この報告は、高圧ガス保安法における技術基準策定と運用上の課題について検討された報告書である。経済産業省委託により高圧ガス保安協会が令和3年度に実施した調査研究事業の成果をまとめたものである。

高圧ガスは経済活動や日常生活において不可欠であるが、取扱いにはリスクを伴うため、災害防止を目的とした高圧ガス保安法による規制が行われている。同法は大正11年の圧縮瓦斯及液化瓦斯取締法を起源とし、100年間の運用により多くの改正と技術基準の整備が行われてきた。近年は保安人材不足やコスト増大により、現行制度の見直しが求められている状況である。
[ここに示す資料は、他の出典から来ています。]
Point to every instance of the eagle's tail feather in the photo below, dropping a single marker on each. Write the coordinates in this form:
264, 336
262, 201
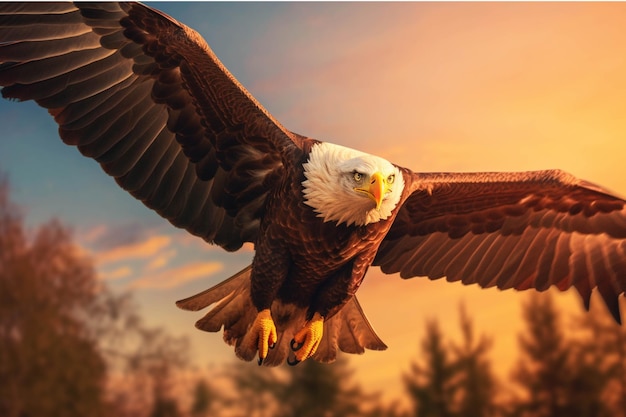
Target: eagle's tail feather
348, 330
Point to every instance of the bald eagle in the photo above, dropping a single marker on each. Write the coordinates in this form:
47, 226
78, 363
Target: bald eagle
145, 96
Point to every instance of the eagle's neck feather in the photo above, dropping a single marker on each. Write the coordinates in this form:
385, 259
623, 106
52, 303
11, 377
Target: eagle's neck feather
335, 201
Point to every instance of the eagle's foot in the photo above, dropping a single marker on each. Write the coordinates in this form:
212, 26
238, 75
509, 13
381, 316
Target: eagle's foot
304, 343
262, 334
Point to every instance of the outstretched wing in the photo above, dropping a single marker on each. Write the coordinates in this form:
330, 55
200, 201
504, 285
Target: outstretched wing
144, 96
511, 230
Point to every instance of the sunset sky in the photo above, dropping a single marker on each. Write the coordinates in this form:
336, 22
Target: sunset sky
429, 86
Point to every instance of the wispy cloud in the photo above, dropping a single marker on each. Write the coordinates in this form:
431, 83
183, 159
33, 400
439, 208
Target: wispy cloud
161, 260
174, 277
144, 249
117, 273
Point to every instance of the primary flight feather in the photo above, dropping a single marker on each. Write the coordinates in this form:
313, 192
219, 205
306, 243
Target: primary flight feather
145, 96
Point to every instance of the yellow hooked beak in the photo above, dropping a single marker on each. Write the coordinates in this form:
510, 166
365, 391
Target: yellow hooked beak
376, 190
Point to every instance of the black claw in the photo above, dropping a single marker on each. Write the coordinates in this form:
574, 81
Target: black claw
295, 346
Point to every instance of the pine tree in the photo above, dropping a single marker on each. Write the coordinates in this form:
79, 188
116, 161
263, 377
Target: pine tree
477, 384
431, 383
50, 364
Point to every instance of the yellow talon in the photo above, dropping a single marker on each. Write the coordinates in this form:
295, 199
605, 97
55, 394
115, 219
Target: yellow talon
306, 341
262, 333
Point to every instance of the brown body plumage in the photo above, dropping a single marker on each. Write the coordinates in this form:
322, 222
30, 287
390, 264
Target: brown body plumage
144, 96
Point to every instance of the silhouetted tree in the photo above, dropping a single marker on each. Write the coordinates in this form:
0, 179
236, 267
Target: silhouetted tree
204, 399
431, 382
542, 371
50, 364
255, 388
477, 384
560, 374
601, 349
315, 389
453, 379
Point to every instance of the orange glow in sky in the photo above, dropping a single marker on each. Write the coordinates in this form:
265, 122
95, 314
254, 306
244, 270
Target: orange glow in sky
430, 86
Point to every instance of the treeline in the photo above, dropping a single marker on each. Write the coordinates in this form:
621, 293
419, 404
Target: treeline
69, 347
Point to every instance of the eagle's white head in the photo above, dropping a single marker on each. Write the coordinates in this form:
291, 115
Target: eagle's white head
348, 186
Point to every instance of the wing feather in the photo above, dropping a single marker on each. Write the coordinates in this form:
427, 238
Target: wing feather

本事業では5つの主要検討事項が設定された。第一に「その他製造」の運用解釈に関する検討では、現行の規制が設備仕様や用途を限定した「モノ指定」となっているため、リスクが低い設備でも届出が必要となるケースが多く存在することを指摘している。検討の結果、不活性ガスや空気の製造行為で処理能力が0のものを「その他製造」とすることについて、自治体連絡会では保安上の懸念について意見が分かれた。

第二に多段減圧に係る法令上の取扱いについては、半導体製造設備等で使用される多段減圧が製造行為とされることで規制が過重との指摘があり、安全確保を踏まえた見直しの必要性が検討された。第三に在宅酸素療法用酸素ボンベ等の取扱いでは、現行基準が実態に合わなくなってきているため、実際の運用方法や業界ガイドラインを踏まえた基準見直しが検討された。

第四に法定手続きの合理化では、特定設備検査合格証の返納手続きを中心に、バルク貯槽のような長期使用設備における合格証紛失時の対応について検討が行われた。他法令における類似証明書の取扱い調査により、健康保険法や消防法では紛失時の措置が指針等で定められていることが確認された。第五に高圧ガスと危険物の混載制限については、高圧ガス保安法と消防法の規制内容に差異があることから、技術基準の統一化に向けた検討が実施された。

これらの検討を通じて、保安の確保を前提としつつ、実態に即した合理的な規制運用の実現に向けた具体的な見直し案が提示されている。